La comunidad ha denunciado en repetidas ocasiones cómo ciertas fincas, como la famosa Villa Sunset Boulevard Lujo, se convierten en escenarios de despedidas de soltera y otros eventos masivos que no cuentan con licencia. «Este fin de semana ha sido especialmente ruidoso», comentan con frustración los residentes, quienes han compartido videos donde se pueden escuchar cánticos y música a todo volumen hasta altas horas de la madrugada. Y lo peor es que esto no es un caso aislado; el verano apenas comienza y ya temen por lo que está por venir.
Un clamor silencioso ante la indiferencia
A pesar de haber llevado su denuncia a las instituciones como el Govern o el Ajuntament de Palma, parece que sus voces caen en saco roto. «No hemos recibido respuesta alguna», aseguran resignados.

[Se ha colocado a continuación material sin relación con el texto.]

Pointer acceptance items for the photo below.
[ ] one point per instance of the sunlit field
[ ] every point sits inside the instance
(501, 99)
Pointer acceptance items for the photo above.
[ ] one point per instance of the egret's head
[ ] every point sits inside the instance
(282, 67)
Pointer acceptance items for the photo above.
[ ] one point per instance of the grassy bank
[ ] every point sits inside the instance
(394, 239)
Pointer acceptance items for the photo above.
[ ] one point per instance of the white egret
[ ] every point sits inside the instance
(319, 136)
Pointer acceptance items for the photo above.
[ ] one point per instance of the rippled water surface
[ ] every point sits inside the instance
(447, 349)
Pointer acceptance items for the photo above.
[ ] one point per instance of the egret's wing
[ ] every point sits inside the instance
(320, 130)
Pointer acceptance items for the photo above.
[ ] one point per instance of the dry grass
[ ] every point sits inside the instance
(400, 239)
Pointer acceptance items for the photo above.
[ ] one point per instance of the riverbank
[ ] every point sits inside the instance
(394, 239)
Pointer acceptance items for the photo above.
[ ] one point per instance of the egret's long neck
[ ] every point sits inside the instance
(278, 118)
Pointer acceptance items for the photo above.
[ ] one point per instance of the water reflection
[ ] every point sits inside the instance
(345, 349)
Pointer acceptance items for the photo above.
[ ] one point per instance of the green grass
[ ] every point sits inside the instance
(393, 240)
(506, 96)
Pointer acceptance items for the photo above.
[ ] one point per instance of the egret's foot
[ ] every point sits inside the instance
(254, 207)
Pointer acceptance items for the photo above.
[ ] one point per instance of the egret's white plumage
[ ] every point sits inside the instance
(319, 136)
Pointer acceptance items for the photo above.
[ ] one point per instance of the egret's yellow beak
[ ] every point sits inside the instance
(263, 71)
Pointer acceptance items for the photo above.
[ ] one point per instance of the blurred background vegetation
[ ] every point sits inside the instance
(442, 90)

Y ni hablar de llamar a la Policía Local; tras varias experiencias frustrantes donde no acudieron cuando realmente los necesitaban, han decidido dejarlo por imposible. “El pasado febrero nos llamaron por una denuncia del mes de agosto”, recordaba uno de los afectados, visiblemente cansado.
Con cada fiesta que llega, crece también su impotencia. No es justo tener que soportar ruidos constantes mientras intentan llevar una vida normal. Así van pasando los días en Puntiró: entre el ruido ensordecedor y una lucha constante por recuperar su tranquilidad.